I’ve sat through a lot of ‘young adult’ adaptations over the past few years – from the mediocre Harry Potter series to the plain awful Twilight saga – and The Hunger Games trilogy, adapted from the bestselling novels by Suzanne Collins, is being touted as their successor in the business of harvesting the pocket money of so-called ‘tweens’. However, almost shockingly, The Hunger Games is actually good. I’d even go a bit further than that – it’s great!

Directed by Gary Ross (Seabiscuit), The Hunger Games is set in the futuristic, dystopian nation of Panem, named after the Roman method of subduing a population into harmless docility ‘panem et circenses’ or ‘Bread and Circuses’. Here, the entertainment takes the form of the titular Hunger Games where two young citizens (one male, one female) of each district, picked at random, are sent to participate in a televised fight to the death. The plot is quite evidently influenced by everything from the myth of Theseus to the aforementioned Ancient Rome to, controversially, the Japanese novel/film/manga Battle Royale. However, the film more than stands its ground, perhaps because its critique of reality television and themes dealing with oppressive, manipulative governments are worryingly timely.

The Hunger Games focuses on Katniss Everdeen, brilliantly played by Jennifer Lawrence who was Oscar-nominated for her role in Winter’s Bone, who volunteers to take the place of her younger sister and represent District 12 in the arena. Katniss is one of the most memorable heroines of recent memory – a relatable character who’s plight, whether it is the struggle keeping her family alive back home or her struggle to survive in the games, is emotionally engaging. In a time where heroines seem to purely exist as psychosexual objects, Katniss is a breath of fresh air. Joining her as the male tribute from District 12 is Peeta Mellark (Josh Hutcherson) who, unbeknownst to Katniss, has harboured a crush on her for several years – which, when revealed, clearly doesn’t please Katniss’ friend and hunting partner Gale (Liam Hemsworth).

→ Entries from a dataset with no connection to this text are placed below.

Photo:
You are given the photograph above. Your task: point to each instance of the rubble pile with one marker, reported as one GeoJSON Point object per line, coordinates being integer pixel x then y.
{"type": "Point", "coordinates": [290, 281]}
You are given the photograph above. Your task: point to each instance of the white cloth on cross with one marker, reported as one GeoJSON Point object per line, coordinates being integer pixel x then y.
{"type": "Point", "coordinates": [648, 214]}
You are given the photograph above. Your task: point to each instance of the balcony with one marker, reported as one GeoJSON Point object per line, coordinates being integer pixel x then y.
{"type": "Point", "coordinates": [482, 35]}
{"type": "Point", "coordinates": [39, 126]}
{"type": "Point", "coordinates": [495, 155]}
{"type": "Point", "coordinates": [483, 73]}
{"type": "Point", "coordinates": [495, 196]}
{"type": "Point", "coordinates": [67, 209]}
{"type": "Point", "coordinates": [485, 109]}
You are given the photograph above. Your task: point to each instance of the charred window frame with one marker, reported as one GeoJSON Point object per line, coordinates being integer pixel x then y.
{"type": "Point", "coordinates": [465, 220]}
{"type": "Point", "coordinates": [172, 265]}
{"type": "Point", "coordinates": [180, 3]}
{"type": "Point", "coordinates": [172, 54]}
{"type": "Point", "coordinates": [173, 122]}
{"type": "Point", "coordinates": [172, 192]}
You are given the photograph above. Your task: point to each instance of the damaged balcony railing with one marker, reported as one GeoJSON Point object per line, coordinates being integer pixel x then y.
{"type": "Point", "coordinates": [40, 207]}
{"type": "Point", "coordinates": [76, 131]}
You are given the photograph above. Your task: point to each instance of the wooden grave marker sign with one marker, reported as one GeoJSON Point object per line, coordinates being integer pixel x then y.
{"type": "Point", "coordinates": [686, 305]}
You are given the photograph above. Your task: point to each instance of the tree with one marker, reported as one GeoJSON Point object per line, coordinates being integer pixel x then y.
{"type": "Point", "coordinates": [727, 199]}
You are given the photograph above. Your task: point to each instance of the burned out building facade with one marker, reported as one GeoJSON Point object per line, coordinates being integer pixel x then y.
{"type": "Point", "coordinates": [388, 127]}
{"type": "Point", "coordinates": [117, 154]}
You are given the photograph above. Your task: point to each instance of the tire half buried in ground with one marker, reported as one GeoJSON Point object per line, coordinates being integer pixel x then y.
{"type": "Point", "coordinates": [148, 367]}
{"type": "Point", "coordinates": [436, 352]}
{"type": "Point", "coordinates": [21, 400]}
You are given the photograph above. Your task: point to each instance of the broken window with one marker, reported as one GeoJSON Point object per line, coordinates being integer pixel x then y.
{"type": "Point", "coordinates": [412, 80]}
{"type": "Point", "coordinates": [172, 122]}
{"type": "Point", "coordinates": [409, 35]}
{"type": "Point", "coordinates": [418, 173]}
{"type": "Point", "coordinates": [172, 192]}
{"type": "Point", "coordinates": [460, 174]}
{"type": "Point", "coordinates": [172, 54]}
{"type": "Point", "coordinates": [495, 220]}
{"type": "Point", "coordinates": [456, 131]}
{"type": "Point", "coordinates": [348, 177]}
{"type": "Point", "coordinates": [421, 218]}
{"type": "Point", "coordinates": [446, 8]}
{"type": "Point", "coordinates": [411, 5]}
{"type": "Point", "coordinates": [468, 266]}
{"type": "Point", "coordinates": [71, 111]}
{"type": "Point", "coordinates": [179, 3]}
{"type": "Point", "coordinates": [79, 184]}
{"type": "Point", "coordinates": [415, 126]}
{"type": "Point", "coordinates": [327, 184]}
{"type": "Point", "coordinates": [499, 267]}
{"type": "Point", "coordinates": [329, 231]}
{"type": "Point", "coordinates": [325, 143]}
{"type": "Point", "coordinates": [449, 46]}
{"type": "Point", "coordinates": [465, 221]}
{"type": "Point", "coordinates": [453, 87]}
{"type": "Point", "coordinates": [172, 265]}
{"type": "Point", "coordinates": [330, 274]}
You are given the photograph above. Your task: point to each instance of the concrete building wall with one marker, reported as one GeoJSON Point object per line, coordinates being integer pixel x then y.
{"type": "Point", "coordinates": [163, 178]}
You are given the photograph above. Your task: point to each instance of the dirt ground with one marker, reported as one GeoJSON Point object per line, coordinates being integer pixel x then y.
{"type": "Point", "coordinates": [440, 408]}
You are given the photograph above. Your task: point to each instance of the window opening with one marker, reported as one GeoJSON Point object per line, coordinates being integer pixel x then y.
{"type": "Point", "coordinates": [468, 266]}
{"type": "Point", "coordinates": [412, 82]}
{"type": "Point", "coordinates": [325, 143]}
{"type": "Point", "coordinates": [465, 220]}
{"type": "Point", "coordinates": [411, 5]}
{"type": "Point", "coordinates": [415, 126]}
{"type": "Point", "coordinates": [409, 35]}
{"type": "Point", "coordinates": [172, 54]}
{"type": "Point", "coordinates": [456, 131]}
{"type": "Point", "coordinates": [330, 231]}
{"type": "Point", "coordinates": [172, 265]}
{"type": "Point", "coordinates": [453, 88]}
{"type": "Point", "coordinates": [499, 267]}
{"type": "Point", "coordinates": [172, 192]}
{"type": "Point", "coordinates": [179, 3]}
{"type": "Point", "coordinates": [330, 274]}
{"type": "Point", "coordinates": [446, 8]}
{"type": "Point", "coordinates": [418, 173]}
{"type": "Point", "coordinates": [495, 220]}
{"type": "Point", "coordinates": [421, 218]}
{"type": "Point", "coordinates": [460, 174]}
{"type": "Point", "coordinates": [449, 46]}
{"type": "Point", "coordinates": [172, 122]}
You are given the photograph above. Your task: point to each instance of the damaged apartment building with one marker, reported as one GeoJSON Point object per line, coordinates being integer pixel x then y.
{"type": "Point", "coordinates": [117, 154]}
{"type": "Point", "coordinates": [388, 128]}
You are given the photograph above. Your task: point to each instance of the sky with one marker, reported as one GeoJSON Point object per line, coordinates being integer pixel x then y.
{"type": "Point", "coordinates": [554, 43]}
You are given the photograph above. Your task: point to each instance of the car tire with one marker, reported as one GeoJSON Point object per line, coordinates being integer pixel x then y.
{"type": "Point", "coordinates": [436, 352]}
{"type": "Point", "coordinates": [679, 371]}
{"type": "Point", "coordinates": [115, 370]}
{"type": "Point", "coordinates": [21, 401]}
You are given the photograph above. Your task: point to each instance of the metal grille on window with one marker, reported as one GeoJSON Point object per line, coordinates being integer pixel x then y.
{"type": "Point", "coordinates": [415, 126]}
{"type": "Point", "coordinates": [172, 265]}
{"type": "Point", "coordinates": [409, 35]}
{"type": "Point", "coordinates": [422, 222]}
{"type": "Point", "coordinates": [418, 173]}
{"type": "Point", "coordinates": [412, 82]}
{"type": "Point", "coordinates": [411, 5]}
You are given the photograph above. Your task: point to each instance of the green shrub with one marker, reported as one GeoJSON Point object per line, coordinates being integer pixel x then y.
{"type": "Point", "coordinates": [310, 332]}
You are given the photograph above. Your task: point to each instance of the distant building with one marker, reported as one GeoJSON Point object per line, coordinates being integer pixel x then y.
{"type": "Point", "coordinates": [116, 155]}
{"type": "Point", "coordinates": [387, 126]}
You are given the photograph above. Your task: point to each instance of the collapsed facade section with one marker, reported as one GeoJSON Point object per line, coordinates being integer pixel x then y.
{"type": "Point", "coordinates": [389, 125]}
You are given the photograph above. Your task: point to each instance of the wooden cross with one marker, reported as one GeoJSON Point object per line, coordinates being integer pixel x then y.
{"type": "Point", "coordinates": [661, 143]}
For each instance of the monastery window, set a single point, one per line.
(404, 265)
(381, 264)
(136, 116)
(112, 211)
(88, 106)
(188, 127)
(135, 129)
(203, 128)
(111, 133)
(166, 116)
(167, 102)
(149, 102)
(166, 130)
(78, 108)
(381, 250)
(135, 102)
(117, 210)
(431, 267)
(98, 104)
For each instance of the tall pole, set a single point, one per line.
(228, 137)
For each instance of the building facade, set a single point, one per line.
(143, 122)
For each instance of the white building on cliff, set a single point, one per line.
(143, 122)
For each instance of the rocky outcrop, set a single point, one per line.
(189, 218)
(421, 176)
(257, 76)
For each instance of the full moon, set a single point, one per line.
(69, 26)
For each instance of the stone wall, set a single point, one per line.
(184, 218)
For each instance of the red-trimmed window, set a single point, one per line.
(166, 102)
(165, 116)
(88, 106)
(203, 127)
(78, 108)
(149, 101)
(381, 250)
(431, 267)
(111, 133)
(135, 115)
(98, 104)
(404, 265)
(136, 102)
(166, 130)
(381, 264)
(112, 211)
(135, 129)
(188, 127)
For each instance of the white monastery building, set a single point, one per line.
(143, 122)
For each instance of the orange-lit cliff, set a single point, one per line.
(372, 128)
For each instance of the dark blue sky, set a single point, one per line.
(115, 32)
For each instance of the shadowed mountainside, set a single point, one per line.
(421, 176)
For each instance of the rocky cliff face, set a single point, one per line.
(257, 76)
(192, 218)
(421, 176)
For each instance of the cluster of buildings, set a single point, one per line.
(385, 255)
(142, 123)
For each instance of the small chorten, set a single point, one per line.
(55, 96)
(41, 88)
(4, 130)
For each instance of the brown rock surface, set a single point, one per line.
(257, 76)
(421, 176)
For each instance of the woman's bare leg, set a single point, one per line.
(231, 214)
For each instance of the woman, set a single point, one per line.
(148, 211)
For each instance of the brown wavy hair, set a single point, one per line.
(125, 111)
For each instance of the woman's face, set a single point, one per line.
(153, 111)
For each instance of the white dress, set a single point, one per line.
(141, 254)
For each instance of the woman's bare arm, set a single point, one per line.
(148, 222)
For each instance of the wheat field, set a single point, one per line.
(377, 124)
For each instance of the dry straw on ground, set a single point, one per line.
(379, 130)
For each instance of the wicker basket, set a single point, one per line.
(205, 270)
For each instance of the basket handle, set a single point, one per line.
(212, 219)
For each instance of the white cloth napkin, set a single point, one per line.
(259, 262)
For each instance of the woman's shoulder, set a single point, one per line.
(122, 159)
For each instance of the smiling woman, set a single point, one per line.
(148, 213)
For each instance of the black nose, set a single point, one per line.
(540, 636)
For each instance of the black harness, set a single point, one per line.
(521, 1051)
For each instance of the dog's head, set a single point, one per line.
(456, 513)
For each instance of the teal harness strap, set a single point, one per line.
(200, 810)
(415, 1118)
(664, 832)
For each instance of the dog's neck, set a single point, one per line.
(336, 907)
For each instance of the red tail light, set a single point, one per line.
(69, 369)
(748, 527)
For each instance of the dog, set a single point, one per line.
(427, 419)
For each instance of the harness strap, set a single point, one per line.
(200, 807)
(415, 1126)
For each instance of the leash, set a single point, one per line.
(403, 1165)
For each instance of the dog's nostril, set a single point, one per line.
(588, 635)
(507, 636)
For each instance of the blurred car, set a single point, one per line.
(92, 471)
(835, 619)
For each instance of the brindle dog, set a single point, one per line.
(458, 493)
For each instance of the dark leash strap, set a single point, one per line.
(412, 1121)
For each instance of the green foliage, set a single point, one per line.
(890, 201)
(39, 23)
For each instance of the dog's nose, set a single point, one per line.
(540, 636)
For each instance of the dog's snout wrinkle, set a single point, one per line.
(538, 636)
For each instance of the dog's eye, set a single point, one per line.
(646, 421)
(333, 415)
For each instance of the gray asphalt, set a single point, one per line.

Stylistically, the film is very impressive. Director Gary Ross has managed to envelope the film in an atmospheric malaise – an ominous tone of dread that manages to accentuate the most important themes that The Hunger Games deals with. In order to make the film suitable for it’s target PG-13/12A audience, the violence has been toned down but this has the effect of necessitating some stylish techniques in order to properly get the message across. The use of sound – or lack of – tautly conveys the fear and disorientation Katniss experiences; the handheld camera work during the games implants you into the arena, giving you an insight into the horrifyingly sadistic government tool as a contestant would experience it and the editing of certain scenes, such as the rebellion in District 11, made me think that it was Battleship Potemkin for the modern teenager.

The only negative I have regarding the film is that the CGI looked surprisingly primitive. In 2012, where entire films can be constructed from CGI, there really is no excuse for not managing to conjure up a convincing fire. The only explanation that I have is that they ran out of money but there was never any question that this film was going to be a resounding box-office success. However, unusually, this film is a blockbuster that is intelligent, interesting and very well-made. Time will tell if Ross manages to successfully adapt the two sequels which, as books, were noticeably weaker than the first entry but – as the menacing President Snow (Donald Sutherland) chillingly states, hope is the only thing stronger than fear.